Onze points séparent le fait d'être vu du fait d'être mieux perçu. C'est dans cet intervalle que se joue le rendement d'une activation, et c'est le seul endroit où elle peut agir.

L'exposition est achetée, l'association ne l'est pas

Le contrat de sponsoring garantit une présence : un logo, un emplacement, une mention. Il ne garantit aucun transfert. Être vu à côté d'un événement et être associé à ce que le public en retire sont deux résultats distincts, produits par des mécanismes différents.

Le premier se mesure en volume d'exposition et se contractualise. Le second se mesure en perception et se construit par ce que la marque fait pendant la compétition, pas par l'endroit où son nom apparaît.
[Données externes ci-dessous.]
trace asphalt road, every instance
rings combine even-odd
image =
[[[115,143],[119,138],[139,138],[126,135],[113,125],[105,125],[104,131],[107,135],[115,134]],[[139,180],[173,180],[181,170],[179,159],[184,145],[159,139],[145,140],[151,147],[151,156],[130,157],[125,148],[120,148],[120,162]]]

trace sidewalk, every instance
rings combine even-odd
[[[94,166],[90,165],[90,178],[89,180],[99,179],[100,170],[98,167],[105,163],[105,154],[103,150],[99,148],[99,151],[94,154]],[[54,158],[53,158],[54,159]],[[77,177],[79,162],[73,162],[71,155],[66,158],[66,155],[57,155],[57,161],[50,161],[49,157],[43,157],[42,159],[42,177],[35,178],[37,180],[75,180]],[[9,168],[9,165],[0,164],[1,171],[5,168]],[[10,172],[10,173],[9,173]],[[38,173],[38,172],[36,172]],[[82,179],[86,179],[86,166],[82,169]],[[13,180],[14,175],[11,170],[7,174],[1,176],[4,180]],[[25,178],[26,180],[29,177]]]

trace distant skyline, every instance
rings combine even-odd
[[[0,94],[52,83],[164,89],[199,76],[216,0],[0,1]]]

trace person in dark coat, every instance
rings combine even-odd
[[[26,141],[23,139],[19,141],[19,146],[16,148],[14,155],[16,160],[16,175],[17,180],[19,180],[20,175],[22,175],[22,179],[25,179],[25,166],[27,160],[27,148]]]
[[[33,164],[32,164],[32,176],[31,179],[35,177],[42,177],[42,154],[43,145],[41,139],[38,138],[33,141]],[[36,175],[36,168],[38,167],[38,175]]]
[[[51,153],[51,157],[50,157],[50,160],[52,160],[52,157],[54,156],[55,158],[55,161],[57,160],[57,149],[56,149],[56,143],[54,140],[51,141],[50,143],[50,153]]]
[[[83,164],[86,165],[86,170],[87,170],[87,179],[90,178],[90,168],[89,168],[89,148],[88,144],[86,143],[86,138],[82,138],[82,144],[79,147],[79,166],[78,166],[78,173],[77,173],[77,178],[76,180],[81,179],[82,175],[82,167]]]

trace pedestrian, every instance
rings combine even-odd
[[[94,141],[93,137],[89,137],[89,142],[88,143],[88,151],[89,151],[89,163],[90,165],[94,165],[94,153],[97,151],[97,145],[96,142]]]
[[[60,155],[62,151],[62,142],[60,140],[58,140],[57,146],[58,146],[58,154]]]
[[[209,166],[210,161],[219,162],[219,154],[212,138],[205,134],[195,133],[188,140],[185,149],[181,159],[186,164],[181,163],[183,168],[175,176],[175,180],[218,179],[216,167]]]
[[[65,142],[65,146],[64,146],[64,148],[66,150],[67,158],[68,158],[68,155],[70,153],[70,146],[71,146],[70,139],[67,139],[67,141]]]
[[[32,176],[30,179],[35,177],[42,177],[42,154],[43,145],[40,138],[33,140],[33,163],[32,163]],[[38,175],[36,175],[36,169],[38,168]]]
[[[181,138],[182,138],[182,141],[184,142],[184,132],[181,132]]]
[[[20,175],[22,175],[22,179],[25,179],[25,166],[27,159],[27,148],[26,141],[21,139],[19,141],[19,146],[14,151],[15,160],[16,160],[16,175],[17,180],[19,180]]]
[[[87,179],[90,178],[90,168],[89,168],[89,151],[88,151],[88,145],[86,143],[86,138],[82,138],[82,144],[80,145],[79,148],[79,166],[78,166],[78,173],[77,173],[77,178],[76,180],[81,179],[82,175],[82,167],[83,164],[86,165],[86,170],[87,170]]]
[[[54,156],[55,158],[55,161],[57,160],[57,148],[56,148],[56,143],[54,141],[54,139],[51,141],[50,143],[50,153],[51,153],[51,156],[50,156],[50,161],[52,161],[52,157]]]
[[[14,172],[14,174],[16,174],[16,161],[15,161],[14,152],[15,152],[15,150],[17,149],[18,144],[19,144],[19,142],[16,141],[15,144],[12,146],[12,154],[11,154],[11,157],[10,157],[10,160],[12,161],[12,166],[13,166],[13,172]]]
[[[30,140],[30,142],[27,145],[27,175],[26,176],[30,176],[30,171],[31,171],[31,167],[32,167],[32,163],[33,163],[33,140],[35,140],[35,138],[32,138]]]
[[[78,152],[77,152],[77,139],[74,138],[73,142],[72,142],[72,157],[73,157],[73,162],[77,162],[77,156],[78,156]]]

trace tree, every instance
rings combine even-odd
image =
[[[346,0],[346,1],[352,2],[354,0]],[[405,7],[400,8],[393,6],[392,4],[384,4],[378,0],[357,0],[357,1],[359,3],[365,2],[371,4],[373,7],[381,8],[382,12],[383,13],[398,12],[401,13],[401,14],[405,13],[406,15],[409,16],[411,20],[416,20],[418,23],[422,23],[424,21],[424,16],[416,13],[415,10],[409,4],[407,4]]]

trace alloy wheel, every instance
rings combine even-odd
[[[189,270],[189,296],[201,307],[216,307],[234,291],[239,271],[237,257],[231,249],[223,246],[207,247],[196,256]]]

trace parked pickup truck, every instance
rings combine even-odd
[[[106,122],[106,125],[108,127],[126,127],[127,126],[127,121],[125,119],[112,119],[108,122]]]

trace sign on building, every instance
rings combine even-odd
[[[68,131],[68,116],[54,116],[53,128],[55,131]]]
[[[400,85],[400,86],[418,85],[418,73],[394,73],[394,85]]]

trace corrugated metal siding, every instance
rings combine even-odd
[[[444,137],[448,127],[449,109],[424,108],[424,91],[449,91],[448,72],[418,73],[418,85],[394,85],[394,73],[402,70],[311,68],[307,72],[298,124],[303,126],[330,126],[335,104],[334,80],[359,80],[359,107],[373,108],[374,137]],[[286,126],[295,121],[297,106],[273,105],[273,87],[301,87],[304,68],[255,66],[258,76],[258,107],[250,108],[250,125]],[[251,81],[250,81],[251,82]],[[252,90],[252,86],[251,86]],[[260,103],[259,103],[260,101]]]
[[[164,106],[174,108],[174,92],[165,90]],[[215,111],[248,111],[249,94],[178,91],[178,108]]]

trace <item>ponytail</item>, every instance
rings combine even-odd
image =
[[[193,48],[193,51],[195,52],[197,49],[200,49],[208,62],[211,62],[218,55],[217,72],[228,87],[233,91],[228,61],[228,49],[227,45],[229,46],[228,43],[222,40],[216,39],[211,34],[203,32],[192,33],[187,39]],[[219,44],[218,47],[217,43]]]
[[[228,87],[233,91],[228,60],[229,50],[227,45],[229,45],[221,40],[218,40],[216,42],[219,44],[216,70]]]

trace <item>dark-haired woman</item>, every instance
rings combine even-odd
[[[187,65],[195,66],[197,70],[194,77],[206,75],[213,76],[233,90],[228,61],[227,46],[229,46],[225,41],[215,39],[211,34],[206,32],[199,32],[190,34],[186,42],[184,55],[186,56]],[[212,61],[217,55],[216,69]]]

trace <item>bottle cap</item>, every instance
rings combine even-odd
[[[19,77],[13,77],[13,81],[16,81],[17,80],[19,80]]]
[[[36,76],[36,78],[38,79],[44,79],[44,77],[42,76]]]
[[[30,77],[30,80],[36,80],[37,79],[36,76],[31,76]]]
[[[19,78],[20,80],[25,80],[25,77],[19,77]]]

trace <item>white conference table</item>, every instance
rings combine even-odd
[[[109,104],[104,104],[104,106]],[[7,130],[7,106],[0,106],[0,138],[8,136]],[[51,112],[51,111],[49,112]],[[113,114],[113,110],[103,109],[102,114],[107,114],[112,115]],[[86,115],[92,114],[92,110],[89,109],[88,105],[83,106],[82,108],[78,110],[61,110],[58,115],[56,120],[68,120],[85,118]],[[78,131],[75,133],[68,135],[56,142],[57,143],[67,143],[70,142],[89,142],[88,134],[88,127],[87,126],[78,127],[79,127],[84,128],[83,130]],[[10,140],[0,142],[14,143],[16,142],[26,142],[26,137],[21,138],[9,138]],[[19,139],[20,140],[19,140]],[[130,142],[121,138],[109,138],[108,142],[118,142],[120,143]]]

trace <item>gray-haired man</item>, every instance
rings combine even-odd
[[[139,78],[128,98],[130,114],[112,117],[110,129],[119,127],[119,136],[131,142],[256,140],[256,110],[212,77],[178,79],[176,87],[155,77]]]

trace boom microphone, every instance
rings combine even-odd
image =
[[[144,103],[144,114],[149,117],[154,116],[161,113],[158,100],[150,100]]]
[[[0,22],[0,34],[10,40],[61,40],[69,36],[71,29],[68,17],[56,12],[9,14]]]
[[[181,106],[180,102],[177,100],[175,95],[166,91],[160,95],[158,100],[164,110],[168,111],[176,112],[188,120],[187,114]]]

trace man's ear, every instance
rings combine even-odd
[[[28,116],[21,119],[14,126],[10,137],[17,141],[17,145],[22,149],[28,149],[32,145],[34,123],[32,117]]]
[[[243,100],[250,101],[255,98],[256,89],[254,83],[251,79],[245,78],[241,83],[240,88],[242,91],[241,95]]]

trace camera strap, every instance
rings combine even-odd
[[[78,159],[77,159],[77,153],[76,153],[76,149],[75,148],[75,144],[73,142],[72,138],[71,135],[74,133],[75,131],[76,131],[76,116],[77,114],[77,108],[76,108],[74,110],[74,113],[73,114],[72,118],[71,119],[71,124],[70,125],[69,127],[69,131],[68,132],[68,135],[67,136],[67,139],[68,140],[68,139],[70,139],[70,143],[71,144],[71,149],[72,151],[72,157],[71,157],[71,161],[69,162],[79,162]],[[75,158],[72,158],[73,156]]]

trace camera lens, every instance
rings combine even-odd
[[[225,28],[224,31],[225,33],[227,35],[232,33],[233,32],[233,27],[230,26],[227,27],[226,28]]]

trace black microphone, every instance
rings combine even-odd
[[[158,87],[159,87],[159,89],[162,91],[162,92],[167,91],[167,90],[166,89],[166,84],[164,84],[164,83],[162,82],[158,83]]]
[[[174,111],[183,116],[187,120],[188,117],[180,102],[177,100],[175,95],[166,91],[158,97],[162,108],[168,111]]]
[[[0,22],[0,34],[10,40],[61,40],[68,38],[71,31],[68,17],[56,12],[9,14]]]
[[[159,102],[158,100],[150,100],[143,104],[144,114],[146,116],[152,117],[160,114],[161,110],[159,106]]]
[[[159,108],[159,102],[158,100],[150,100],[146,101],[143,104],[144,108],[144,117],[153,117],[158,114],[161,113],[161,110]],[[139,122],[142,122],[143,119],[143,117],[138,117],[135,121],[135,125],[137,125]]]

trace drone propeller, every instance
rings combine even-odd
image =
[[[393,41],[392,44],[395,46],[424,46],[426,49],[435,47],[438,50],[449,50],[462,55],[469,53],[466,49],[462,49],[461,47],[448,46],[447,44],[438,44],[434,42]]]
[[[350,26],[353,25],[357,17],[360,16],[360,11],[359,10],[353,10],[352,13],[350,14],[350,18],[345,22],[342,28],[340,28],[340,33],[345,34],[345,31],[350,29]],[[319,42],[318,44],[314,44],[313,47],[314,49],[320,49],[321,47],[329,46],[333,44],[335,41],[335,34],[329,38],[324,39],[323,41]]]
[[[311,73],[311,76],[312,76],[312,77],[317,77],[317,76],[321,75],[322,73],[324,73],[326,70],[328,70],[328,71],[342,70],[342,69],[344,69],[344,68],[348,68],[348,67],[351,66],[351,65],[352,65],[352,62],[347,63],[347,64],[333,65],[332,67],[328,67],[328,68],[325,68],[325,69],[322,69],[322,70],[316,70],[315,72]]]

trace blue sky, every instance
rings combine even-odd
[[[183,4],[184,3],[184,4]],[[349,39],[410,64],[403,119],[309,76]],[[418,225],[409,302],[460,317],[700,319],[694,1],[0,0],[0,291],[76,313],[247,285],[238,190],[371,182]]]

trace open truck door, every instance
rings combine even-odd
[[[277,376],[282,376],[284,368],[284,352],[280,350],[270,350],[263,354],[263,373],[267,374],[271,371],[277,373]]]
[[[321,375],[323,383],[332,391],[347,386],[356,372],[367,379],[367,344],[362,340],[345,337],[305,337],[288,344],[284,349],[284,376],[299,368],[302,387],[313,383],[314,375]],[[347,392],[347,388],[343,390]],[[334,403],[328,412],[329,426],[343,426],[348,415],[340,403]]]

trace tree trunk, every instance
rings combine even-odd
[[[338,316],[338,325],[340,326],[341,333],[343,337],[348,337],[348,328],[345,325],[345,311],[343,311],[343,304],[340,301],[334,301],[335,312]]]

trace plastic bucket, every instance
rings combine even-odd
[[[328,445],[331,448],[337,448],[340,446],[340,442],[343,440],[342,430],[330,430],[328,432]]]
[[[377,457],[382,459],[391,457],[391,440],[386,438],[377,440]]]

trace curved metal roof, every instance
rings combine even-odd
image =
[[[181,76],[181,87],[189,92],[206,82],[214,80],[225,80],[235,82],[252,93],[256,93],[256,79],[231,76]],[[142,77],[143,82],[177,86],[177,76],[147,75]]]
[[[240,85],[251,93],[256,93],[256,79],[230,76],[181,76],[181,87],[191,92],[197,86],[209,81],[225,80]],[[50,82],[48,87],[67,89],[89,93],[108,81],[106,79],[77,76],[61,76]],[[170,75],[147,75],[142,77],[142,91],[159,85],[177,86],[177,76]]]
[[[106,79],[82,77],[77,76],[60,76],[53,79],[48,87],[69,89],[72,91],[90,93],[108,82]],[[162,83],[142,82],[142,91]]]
45 % remarquent les marques partenaires, 34 % déclarent en avoir une meilleure opinion.

Ce que les onze points recouvrent

L'écart n'est pas une déperdition inévitable. Il rassemble des situations très différentes : une marque remarquée sans être comprise, une marque comprise mais sans rapport perçu avec la compétition, une marque dont la présence est jugée opportuniste. Les trois se corrigent, mais pas de la même façon.

Aucune des trois ne se corrige en augmentant l'exposition. Ajouter du volume à une association faible reproduit l'association faible à plus grande échelle.

Trois leviers qui agissent sur l'écart, pas sur la portée

  • Répondre à un besoin lié à l'événement plutôt que d'apposer une signature : l'accès, l'organisation du visionnage, le déplacement.
  • Choisir un moment où la question se pose plutôt que la période où l'audience est la plus large.
  • Choisir un territoire où la marque a déjà une légitimité : une compétition amplifie une association existante bien mieux qu'elle n'en crée une.

Mesurer la bonne chose

Un bilan d'activation qui se clôture sur des contacts et une couverture ne dit rien de l'écart. Il faut mesurer ce qui a changé dans la relation : volume de recherches de marque pendant et après la compétition, requêtes associant la marque au territoire sportif, évolution de ces volumes hors période.

Ces mesures ont l'avantage de ne pas dépendre d'une question posée à un panel, et de rester comparables d'une compétition à la suivante.

Sources

  1. Étude YouGov (mars-avril 2026) : 45 % des Français intéressés par la compétition remarquent les marques partenaires, 34 % estiment que le sponsoring améliore leur perception, Sport Business Club, 2026
  2. Étude YouGov, FIFA World Cup 2026 Global Brand Handbook : 42 % de la population adulte mondiale prévoit de suivre la compétition, Presse Agence, 2026

Questions fréquentes

Combien de Français remarquent les sponsors de la Coupe du monde 2026 ?
45 % des Français intéressés par la compétition, selon une étude YouGov menée en mars et avril 2026. Dans le même temps, 34 % estiment que le sponsoring améliore leur perception des marques.
Pourquoi cet écart de onze points compte-t-il ?
Parce qu'il sépare l'exposition, qui est achetée avec le contrat, de l'association, qui ne l'est pas. C'est le seul intervalle sur lequel une activation peut agir.
Augmenter l'exposition réduit-il l'écart ?
Non. Un volume supplémentaire appliqué à une association faible reproduit cette association à plus grande échelle. L'écart se traite par la pertinence de ce que la marque fait, pas par l'ampleur de sa présence.
Comment mesurer une activation autrement qu'en contacts ?
Par ce qui change dans la relation : volume de recherches de marque pendant et après la compétition, requêtes associant la marque au territoire sportif, et comparaison avec les périodes hors événement.